Eight months later and 7,000 miles away, on an overcast September afternoon, Mohammad, 30, Zar, 27, and 5-year-old Mubariz watch through the window of a small one-bedroom apartment in Alexandria, Va., as the visitor they’re awaiting pulls into the parking lot below. Michelle Cooper’s car is packed with bags of clothing, furniture, toys and baby gear she has been carefully collecting for days, destined for the modest home on the second floor where the young family of refugees has lived since June.

“Honored to do a little something to help, just like others helped my family a few generations ago,” Cooper wrote to Mohammad when they were introduced, and she explained that she would help equip his family with the nursery supplies they needed.

“This is called humanity,” Mohammad replied. “We are so thankful to all of you.”

Mohammad and Zar are no longer living in constant fear for their family’s safety; before the United States’ withdrawal from Afghanistan, Mohammad had worked for an American international development company, which made him a target of the Taliban. (The family is being identified by first or middle names only to protect the safety of relatives who are still in Afghanistan.)

But the transition to a new life in an unknown country has been daunting. When they stepped off the plane at Dulles International Airport on June 2, there was no one waiting to meet them. It took several days for an aid agency caseworker to return their calls and finally visit them at their hotel, and two more months before Zar was able to see a doctor, who confirmed that her pregnancy was progressing normally.

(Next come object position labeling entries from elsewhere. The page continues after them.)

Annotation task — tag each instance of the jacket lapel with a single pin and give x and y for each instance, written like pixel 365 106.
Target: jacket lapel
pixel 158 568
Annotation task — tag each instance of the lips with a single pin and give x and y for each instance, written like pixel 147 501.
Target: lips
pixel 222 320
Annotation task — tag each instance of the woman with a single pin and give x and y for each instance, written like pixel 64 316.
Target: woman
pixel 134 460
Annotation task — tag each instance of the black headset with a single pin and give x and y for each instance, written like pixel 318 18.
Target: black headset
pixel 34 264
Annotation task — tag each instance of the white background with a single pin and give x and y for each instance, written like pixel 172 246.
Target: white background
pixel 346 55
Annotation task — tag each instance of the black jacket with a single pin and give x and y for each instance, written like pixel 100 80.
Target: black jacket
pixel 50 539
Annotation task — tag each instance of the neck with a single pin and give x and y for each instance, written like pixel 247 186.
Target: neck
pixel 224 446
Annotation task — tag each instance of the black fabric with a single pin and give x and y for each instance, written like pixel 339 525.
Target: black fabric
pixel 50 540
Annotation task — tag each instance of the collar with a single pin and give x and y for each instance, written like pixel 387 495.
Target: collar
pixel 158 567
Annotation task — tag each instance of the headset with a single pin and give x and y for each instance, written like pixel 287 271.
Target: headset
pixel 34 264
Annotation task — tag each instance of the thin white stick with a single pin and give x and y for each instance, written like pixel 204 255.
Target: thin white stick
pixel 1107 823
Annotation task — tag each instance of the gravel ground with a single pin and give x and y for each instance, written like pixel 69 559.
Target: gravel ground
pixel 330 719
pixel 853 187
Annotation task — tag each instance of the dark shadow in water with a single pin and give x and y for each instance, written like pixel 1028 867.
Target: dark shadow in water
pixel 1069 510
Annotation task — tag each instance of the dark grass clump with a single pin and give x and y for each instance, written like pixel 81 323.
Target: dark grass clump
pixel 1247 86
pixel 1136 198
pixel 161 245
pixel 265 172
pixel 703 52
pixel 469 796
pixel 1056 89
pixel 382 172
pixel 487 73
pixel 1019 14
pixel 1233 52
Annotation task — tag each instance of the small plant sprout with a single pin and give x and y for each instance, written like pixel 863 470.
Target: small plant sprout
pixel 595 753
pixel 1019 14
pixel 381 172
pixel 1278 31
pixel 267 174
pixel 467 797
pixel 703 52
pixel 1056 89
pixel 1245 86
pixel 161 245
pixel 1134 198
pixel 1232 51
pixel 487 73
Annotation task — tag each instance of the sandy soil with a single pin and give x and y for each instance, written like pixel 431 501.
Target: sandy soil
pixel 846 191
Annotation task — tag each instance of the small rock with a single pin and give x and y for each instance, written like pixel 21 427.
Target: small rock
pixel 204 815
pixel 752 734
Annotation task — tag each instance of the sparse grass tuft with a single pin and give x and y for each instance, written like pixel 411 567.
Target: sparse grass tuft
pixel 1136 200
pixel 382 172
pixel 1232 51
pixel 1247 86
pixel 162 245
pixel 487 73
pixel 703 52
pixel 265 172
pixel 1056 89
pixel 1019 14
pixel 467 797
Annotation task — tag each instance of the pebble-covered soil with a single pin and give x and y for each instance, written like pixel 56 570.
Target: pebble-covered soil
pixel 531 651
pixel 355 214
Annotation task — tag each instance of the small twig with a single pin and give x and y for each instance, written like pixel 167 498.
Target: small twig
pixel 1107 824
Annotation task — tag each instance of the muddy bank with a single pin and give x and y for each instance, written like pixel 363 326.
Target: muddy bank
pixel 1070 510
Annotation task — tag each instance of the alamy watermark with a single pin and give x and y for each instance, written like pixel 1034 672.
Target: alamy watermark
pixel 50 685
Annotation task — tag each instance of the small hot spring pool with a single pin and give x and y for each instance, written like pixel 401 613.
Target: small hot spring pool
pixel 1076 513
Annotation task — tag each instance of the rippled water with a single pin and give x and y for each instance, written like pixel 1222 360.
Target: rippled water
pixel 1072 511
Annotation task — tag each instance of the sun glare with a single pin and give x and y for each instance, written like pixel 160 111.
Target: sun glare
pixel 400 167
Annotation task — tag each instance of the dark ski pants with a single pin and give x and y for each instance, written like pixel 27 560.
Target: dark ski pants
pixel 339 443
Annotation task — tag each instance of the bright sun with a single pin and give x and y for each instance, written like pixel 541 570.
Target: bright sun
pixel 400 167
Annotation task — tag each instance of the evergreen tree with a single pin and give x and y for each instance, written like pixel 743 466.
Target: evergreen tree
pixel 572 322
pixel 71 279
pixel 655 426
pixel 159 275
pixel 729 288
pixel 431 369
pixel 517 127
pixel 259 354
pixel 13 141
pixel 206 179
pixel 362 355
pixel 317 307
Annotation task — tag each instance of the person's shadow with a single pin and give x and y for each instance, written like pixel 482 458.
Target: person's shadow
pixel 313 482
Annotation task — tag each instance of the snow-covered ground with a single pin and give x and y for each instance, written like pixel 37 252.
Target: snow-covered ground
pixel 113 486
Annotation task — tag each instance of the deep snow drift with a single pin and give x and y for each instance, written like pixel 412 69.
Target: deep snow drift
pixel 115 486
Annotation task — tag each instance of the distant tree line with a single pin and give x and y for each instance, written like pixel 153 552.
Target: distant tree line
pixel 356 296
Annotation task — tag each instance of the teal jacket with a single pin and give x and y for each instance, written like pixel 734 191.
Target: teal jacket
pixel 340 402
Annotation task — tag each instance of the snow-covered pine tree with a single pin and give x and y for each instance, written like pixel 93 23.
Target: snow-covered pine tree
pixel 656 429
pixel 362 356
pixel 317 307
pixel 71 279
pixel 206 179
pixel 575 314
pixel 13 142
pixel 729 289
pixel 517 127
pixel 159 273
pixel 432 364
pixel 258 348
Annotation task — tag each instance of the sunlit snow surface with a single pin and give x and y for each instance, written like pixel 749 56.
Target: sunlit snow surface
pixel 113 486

The family has often felt left adrift as they’ve tried to adjust to this new reality, Mohammad says, and despite his qualifications and fervent desire to work again, he has yet to find a job that will allow him to provide for his growing family.

In the midst of what has been a chaotic and stressful resettlement for so many refugee families, networks of local parent volunteers – including Cooper, a 48-year-old mother of two in D.C. – have emerged, working furiously to help bridge some of the gaps left by understaffed and overwhelmed aid agencies. These parents have furnished apartments, assembled nurseries, helped with job applications and school enrollments, driven people to doctor and dental appointments, delivered groceries and diapers and collected countless hand-me-down clothes and new toys. They have also spent time listening to the families who have not often had an opportunity to share all they have endured.

After carrying their deliveries to Mohammad and Zar’s apartment, Cooper and her 11-year-old daughter, Raleigh, sit on a couch in the tidy living room, sipping from cups of juice offered by their hosts. “Your home is beautiful,” Cooper says. “You’ve settled in so quickly.”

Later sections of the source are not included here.